The same approach can be applied to single or multiple seizures.

Electroencephalographic Monitoring

Continuous EEG monitoring has become the gold standard for seizure detection in high-risk neonates. Studies have demonstrated that seizure control differs between neonates undergoing screening versus confirmatory EEG monitoring,[17] highlighting the importance of comprehensive neuromonitoring strategies.

The prognostic value of neonatal conventional-EEG monitoring in hypoxic-ischemic encephalopathy during therapeutic hypothermia has been well-established.[18] Early EEG findings in hypoxic-ischemic encephalopathy can predict outcomes at 2 years,[19] providing valuable information for counseling families and guiding clinical decision-making.
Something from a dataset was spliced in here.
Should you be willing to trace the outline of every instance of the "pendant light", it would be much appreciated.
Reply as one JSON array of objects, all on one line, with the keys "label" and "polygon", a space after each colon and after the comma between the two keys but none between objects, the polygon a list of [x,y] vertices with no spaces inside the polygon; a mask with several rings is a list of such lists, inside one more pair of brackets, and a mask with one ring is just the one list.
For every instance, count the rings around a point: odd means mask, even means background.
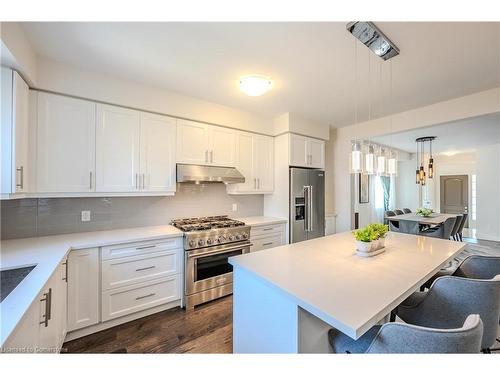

Amplitude-integrated EEG (aEEG) represents a simplified form of cerebral function monitoring that can be interpreted at the bedside.[20] While aEEG has limitations in seizure detection compared to conventional EEG,[21][22][23] it provides valuable information about background cerebral activity and can detect some seizures.

The exact ictal and interictal duration of electroencephalographic neonatal seizures has been characterized,[24] providing important information for understanding seizure burden and treatment response.

Neuroimaging

Neuroimaging plays a crucial role in identifying the underlying etiology of neonatal seizures. Magnetic resonance imaging (MRI) provides superior anatomical detail and is the preferred modality for characterizing brain injury patterns. Cranial ultrasonography offers the advantage of bedside availability and can detect hemorrhage and major structural abnormalities. Computed tomography may be used in acute settings when MRI is not immediately available.

Laboratory Investigations

Comprehensive laboratory evaluation is essential for identifying treatable causes of neonatal seizures. This includes assessment of glucose, electrolytes (particularly sodium, calcium, and magnesium), blood gas analysis, complete blood count, and markers of infection. In appropriate clinical contexts, metabolic screening, cerebrospinal fluid analysis, and genetic testing should be pursued.

Differential Diagnosis

Distinguishing true seizures from non-epileptic paroxysmal events in neonates presents a significant clinical challenge. Several benign phenomena can mimic seizures:

  • Jitteriness: Characterized by tremulous movements that are stimulus-sensitive and can be suppressed by passive flexion or gentle restraint
  • Benign neonatal sleep myoclonus: Myoclonic jerks occurring during sleep that cease when the infant awakens
  • Normal startles: Exaggerated startle responses to stimuli
  • Apnea: While apnea can be a manifestation of seizures, isolated apnea without other features is rarely ictal

The distinction between epileptic and non-epileptic events often requires EEG correlation, particularly when clinical features are ambiguous.

Treatment and Management

Acute Seizure Management

The management of neonatal seizures involves both acute treatment of ongoing seizures and identification and treatment of the underlying etiology. First-line antiseizure medications typically include phenobarbital, which remains the most commonly used initial agent.[25];[26] Painter et al., 1999). Second-line options include phenytoin or fosphenytoin, levetiracetam,[27] and lidocaine.[28][29]

Treatment Controversies

The optimal approach to treating neonatal seizures remains controversial, particularly regarding the treatment of electrographic-only seizures. A randomized controlled trial examining the effect of treatment of subclinical neonatal seizures detected with aEEG found no significant difference in neurodevelopmental outcomes between treated and untreated groups.[30] Similarly, another randomized controlled trial of treating EEG seizures in hypoxic-ischemic encephalopathy showed no clear benefit.[31] These findings have raised important questions about the risks and benefits of aggressive seizure treatment in the neonatal period.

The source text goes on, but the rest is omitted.